The P21/m --> C2/m phase transition in Na(NaMg)Mg5Si8O22F2: a crystal-chemical study and the role of differential polyhedral expansion.

The P21/m --> C2/m displacive phase transition has been studied on a synthetic amphibole with unit formula ANa0.90B(Na0.92Mg1.08)C(Mg4.98V0.02)TSi8O22O3F2. The evolution of the unit-cell parameters and of the intensities of a set of super-lattice reflections was monitored in the T range 100-944 K. Polynomial fitting of a 24 Landau potential to the evolution of the order parameter with T yielded a critical temperature (Tc) of 395+- 5 K (398 +- 6 when considering low-T saturation of the order parameter), and Landau coefficients compatible with second-order transition. The values of Tc and the coefficients for the phase transition obtained in this work are compared to those previously obtained for synthetic ANa0.83B(Na0.83Mg1.17)CMg5 TSi8O22O3(OH)2 and to other data available in the literature.

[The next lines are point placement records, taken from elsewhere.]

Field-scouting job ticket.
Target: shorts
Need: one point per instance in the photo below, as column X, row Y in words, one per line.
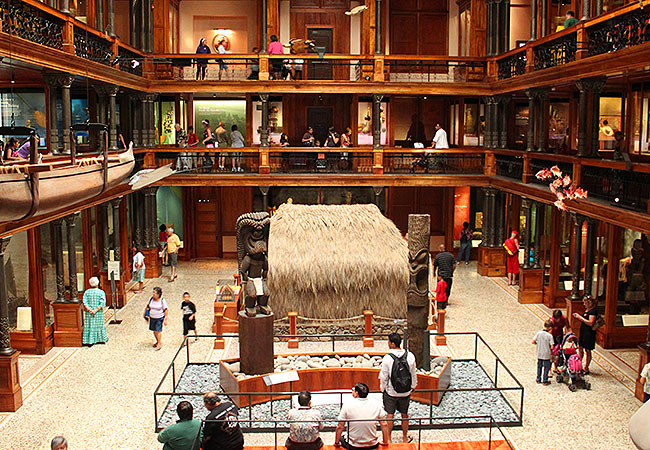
column 138, row 276
column 391, row 404
column 156, row 324
column 188, row 325
column 173, row 259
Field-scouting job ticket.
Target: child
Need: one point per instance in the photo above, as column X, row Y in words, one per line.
column 189, row 316
column 441, row 293
column 544, row 341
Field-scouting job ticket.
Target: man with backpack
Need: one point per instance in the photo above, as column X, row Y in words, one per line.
column 397, row 378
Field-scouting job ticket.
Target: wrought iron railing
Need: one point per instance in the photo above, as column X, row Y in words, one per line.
column 556, row 52
column 33, row 24
column 512, row 65
column 89, row 46
column 619, row 32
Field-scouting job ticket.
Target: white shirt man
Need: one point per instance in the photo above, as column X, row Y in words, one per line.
column 364, row 413
column 393, row 400
column 440, row 138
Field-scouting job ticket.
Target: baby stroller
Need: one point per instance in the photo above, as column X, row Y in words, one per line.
column 569, row 363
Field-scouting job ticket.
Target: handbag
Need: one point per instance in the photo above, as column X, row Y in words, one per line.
column 598, row 323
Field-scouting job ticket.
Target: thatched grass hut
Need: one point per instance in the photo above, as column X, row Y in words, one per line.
column 334, row 261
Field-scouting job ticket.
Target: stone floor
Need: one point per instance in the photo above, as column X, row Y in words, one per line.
column 101, row 397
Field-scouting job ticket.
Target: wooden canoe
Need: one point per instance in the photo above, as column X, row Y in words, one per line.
column 59, row 185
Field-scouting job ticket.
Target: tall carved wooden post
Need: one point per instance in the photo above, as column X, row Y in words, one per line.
column 112, row 108
column 57, row 241
column 11, row 394
column 376, row 119
column 417, row 296
column 66, row 104
column 70, row 222
column 531, row 120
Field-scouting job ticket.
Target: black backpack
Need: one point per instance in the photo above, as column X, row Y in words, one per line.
column 400, row 376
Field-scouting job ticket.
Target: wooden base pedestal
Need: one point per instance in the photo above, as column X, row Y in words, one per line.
column 152, row 263
column 120, row 287
column 11, row 394
column 531, row 286
column 644, row 358
column 68, row 325
column 491, row 262
column 256, row 343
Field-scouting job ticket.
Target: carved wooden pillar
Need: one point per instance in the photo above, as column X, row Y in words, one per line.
column 531, row 120
column 578, row 220
column 117, row 247
column 376, row 115
column 66, row 83
column 57, row 241
column 112, row 94
column 70, row 222
column 526, row 206
column 5, row 335
column 417, row 296
column 589, row 254
column 539, row 232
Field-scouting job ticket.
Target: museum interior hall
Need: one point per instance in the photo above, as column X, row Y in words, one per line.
column 306, row 224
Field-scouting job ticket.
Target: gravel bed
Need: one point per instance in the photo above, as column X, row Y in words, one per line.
column 452, row 408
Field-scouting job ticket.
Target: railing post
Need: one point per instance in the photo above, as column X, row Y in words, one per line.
column 378, row 161
column 441, row 339
column 68, row 37
column 379, row 68
column 219, row 342
column 368, row 341
column 293, row 329
column 264, row 67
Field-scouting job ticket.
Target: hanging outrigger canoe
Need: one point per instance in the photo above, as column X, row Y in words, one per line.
column 28, row 189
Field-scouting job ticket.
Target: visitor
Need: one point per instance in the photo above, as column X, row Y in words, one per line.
column 333, row 138
column 511, row 247
column 444, row 265
column 570, row 19
column 222, row 142
column 365, row 413
column 466, row 235
column 587, row 339
column 397, row 378
column 94, row 301
column 441, row 293
column 221, row 49
column 59, row 443
column 184, row 434
column 304, row 425
column 236, row 141
column 173, row 244
column 189, row 316
column 544, row 341
column 308, row 138
column 156, row 313
column 162, row 239
column 645, row 372
column 202, row 64
column 221, row 430
column 440, row 138
column 255, row 65
column 138, row 269
column 275, row 48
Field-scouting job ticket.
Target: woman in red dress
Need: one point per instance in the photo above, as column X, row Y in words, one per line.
column 512, row 257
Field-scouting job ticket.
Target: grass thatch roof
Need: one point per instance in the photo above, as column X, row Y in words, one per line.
column 334, row 261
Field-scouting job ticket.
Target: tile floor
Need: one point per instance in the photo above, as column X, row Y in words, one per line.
column 101, row 397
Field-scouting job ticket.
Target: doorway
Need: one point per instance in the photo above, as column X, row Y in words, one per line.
column 320, row 119
column 323, row 38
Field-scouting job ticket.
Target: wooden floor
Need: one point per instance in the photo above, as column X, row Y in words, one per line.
column 467, row 445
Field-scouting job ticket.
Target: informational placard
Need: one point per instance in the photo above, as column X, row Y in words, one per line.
column 282, row 377
column 114, row 270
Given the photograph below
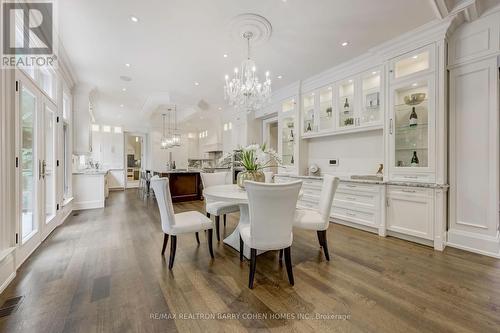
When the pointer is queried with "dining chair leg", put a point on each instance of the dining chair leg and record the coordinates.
(173, 246)
(210, 248)
(288, 264)
(217, 218)
(253, 264)
(165, 241)
(241, 249)
(320, 241)
(324, 243)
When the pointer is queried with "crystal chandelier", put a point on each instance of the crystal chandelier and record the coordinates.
(170, 135)
(244, 89)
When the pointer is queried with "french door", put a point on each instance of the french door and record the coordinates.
(36, 164)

The substitution of OH by F at the O(3) site does not change the character of the transition, but decreases the Tc by at least 132 K, showing that the size of the M(4) polyhedron is not the only significant factor, and that the size of the octahedra and/or their different thermal expansion also play a role. Singlecrystal structure refinements done at 100, 160, 220, 280, 340, 406, 514, 621, 729, 836 and 944 K allowed monitoring the changes in the structure and in the shape of electron density, which occur approaching the transition and during further heating. Mean thermal expansion coefficients for the different polyhedra in the structure were calculated for the high-T C2/m phase, and are compared with those of other amphiboles with 5 Mg atoms per formula unit at the C-sites. The presence of F significantly affects both cation ordering within the A cavity and the thermal expansion along the b and c edges.